Astronauts vs Soviet shark on The Moon in Shark Side of the Moon (2022)
Astronauts vs genetically-engineered Soviet shark on The Moon

The most ridiculous of these is when we meet the Russians who breathe on The Moon by using a standard medical nasal cannula – the familiar oxygen tube that clips onto the nostrils. This kind of fails to explain the fact that while such a device may provide oxygen, the lack of a pressurised spacesuit would mean that any oxygen would be instantly expelled from a person’s lungs – in an airless void, a person wouldn’t be able to even hold their breath and keep the air in. Somehow this nasal breathing tube also allows everybody to speak in the airless void, despite there being no medium to carry the sound vibrations. The Asylum’s scripter Joe Roche might have been able to come up with an entertaining pseudo-scientific explanation but on all counts this comes out as absurd. On the other hand, none of this quite hits the full-on absurdity of a Sharknado and the film takes itself relatively seriously.

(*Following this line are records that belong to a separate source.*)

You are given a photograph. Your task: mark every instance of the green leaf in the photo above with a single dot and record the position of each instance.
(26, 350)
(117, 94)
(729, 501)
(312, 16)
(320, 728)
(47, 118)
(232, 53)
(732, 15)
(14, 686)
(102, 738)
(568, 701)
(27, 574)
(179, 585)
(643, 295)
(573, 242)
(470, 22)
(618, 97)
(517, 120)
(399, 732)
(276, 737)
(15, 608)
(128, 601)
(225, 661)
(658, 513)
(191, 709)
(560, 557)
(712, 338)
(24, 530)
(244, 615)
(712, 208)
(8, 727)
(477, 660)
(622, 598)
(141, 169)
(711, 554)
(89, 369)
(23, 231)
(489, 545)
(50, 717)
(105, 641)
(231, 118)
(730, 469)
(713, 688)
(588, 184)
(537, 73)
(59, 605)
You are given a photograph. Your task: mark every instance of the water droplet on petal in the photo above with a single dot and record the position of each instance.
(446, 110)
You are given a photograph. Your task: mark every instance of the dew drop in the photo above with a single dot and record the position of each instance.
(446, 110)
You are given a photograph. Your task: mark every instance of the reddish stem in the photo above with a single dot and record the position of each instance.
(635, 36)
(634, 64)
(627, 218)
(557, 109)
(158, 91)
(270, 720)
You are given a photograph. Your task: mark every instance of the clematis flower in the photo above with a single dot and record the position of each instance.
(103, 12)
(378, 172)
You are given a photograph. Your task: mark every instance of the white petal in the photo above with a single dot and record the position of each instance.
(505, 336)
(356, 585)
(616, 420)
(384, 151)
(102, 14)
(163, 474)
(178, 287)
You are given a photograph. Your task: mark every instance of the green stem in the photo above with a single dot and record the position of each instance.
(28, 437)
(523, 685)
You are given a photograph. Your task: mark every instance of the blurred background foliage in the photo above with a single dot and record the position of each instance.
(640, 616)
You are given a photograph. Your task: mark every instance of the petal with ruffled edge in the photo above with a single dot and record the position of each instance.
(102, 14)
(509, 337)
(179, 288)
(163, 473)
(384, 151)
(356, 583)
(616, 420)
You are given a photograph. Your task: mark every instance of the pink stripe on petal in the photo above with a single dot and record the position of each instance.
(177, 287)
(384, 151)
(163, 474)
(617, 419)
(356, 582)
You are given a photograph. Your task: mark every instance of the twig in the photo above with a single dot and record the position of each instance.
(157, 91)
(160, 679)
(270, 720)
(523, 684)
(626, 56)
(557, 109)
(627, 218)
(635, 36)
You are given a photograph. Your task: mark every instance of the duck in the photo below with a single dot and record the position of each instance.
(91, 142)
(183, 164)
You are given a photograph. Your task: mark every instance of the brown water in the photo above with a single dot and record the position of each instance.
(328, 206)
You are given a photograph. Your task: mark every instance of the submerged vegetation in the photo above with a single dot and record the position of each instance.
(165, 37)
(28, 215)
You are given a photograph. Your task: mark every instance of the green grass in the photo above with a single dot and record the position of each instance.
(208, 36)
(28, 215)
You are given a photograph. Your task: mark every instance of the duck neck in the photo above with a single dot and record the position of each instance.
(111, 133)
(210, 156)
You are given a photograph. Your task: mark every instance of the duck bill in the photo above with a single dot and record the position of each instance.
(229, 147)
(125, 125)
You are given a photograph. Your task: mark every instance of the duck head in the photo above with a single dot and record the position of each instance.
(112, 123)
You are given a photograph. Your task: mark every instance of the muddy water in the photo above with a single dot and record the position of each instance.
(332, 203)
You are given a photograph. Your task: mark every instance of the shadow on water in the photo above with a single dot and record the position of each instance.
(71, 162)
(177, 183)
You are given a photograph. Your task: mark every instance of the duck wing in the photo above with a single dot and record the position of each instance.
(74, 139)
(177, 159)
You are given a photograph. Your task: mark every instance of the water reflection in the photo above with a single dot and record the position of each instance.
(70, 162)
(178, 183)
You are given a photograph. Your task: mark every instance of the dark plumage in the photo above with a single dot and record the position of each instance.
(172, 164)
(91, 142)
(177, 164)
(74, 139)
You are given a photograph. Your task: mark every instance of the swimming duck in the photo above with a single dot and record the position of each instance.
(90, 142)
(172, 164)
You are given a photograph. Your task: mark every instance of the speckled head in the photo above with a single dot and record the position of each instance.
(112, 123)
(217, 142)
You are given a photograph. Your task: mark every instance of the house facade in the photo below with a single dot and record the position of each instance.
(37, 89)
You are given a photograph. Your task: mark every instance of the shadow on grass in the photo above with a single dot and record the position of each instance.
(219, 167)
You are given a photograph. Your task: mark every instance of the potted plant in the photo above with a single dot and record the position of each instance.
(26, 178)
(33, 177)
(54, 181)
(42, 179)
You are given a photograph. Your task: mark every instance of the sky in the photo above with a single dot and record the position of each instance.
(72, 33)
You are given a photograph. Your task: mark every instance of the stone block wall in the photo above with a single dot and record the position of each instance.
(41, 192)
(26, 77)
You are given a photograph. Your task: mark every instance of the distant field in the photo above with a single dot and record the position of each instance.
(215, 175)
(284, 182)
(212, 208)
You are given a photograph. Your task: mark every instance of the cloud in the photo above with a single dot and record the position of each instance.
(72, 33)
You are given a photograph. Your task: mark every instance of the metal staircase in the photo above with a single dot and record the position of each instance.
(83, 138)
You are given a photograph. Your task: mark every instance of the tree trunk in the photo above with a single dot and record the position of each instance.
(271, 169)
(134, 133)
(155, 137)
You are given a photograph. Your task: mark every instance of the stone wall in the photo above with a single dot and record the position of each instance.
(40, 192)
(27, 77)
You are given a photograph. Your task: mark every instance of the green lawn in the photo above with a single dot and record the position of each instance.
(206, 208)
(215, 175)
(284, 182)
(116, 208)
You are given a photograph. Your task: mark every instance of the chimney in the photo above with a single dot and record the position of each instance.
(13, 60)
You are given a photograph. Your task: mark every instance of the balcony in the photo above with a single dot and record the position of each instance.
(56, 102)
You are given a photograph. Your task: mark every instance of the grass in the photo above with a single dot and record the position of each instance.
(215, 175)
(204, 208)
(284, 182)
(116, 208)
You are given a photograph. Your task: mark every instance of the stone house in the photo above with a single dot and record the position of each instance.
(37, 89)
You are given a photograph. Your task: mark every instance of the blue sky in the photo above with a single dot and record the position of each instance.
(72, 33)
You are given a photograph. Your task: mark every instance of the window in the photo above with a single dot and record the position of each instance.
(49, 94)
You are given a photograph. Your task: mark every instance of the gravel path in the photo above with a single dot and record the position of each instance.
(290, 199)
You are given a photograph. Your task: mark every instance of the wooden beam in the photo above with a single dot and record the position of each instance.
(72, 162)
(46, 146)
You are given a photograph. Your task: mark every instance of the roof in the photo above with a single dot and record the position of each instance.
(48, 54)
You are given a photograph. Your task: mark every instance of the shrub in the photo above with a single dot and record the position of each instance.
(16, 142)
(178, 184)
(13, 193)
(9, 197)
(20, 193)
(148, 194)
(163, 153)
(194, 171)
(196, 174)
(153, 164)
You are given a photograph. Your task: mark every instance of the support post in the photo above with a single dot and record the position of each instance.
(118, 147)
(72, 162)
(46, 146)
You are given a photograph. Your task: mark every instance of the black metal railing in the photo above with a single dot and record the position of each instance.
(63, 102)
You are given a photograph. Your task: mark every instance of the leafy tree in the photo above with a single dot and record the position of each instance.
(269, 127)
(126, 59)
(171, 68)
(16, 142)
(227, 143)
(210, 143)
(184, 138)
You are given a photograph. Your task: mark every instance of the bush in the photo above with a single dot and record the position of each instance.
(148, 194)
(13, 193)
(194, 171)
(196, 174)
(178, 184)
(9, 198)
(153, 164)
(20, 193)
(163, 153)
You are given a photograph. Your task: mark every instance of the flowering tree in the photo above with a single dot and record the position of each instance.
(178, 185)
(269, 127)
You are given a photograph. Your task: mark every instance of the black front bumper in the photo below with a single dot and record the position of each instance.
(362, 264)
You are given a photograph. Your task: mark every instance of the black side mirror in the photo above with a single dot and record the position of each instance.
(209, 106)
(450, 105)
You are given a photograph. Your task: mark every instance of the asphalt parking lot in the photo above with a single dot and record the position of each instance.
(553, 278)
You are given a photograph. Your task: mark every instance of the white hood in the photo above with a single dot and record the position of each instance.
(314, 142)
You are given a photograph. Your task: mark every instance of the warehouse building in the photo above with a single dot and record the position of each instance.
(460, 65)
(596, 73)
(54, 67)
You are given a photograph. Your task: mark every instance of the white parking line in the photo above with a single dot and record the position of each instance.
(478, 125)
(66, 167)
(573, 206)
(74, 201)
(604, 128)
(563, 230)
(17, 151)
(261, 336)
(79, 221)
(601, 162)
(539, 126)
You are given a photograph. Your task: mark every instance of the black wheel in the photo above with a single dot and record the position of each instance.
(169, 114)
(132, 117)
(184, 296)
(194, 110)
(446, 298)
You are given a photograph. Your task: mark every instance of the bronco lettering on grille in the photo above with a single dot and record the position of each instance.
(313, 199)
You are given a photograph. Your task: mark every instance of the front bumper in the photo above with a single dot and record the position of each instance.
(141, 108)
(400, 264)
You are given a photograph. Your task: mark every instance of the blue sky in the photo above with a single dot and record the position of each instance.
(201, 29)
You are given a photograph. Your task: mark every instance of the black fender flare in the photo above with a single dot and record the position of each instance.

As with The Asylum’s in-house visual effects these days, the various shots of the space launch, shuttles in orbit and the embryonic moonbase are to a very professional standard. However, these sit alongside other effects that are not. The humanoid sharks looks quite cool but increasingly, particularly during the later scenes on The Moon, they start to look like cheap digital effects. There are various scenes with the cast on the Moon’s surface and, while effort is made to make this look authentic ie a lowered horizon, the scenes often look as though the actors have simply been digitally superimposed over the backgrounds.

Co-directors Glenn Campbell and Tammy Klein had both worked in The Asylum’s in-house visual effects department, with he being a long time visual effects supervisor on many of their films and she as a compositor. The two had previously co-directed Planet Dune (2021). Campbell had also solo directed and written Adventures of Aladdin (2019).